Tudo visto, cumpre apreciar e decidir.
B – Fundamentação
7 – Dispõe o n.º 1 do artigo 1º da Portaria de Extensão, publicada
no Boletim de Trabalho e Emprego, 1ª Série, n.º 21, de 8 de Junho de 2003
[transcrevem-se também as alíneas a) e b), aqui não sindicadas, para melhor
compreensão da norma constante da sua alínea c), que constitui objecto do
recurso de constitucionalidade]:
“As condições de trabalho constantes das alterações do Contrato
Colectivo de Trabalho celebradas entre a Associação Portuguesa de Têxteis e
Vestuário e outras e o Sindetex-Sindicato Democrático dos Têxteis e outras...
são estendidas no território do continente:
a) Às relações de trabalho entre as entidades patronais não filiadas nas
Associações patronais outorgantes... e trabalhadores aos seu serviço das
categorias profissionais nela previstos;
b) Às relações de trabalho entre entidades patronais filiadas nas
associações patronais outorgantes e trabalhadores... não representados pelas
associações sindicais subscritoras;
c) A presente Portaria não é aplicável às relações de trabalho tituladas
por trabalhadores filiados em sindicatos inscritos na FESETE-Federação dos
Sindicatos Têxteis, Lanifícios, Vestuário e Peles de Portugal”.
8 – Para melhor se compreenderem os seus efeitos jurídicos, importa explicar o
contexto dos Contratos Colectivos de Trabalho em que surge a norma cuja
constitucionalidade se questiona.
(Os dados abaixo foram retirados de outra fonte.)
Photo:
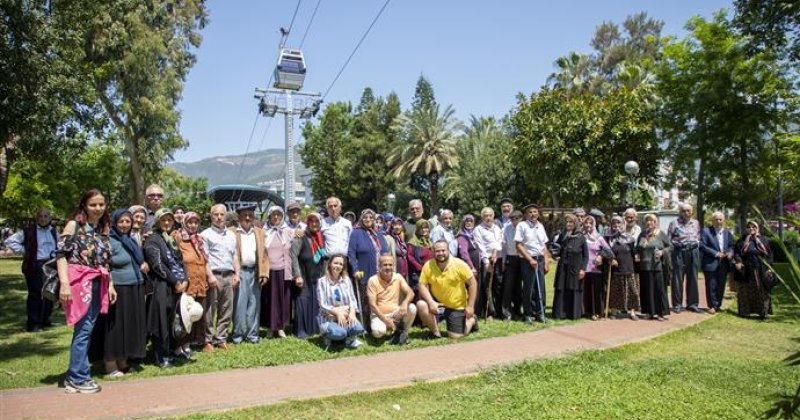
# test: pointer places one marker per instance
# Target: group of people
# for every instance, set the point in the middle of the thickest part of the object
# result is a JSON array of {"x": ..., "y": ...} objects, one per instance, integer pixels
[{"x": 150, "y": 273}]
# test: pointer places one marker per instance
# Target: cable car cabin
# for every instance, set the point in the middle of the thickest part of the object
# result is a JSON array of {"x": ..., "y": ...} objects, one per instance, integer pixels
[{"x": 290, "y": 72}]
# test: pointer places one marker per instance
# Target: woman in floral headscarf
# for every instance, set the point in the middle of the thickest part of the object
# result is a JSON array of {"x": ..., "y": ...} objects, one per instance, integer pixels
[
  {"x": 307, "y": 266},
  {"x": 753, "y": 278}
]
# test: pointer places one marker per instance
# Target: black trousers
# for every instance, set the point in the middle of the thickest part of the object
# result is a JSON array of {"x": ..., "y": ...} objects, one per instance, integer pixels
[
  {"x": 684, "y": 267},
  {"x": 38, "y": 309}
]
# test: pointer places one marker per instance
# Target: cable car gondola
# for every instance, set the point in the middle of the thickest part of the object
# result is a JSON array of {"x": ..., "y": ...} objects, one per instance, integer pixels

O regime jurídico estabelecido pelo Contrato
Colectivo de Trabalho celebrado entre a Associação Nacional das Indústrias
Têxteis, Algodoeiras e Fibras e Outras e o Sindicato Democrático dos Têxteis e
Outros, publicado no Boletim de Trabalho e Emprego, 1ª Série, n.º 37, de 8 de
Outubro de 1981, e sucessivamente alterado, passou a regular, por via de
Portaria de Extensão, as relações de trabalho existentes entre a R. e os seus
trabalhadores filiados em sindicatos inscritos na FESETE-Federação dos
Sindicatos Têxteis, Lanifícios, Vestuário e Peles de Portugal.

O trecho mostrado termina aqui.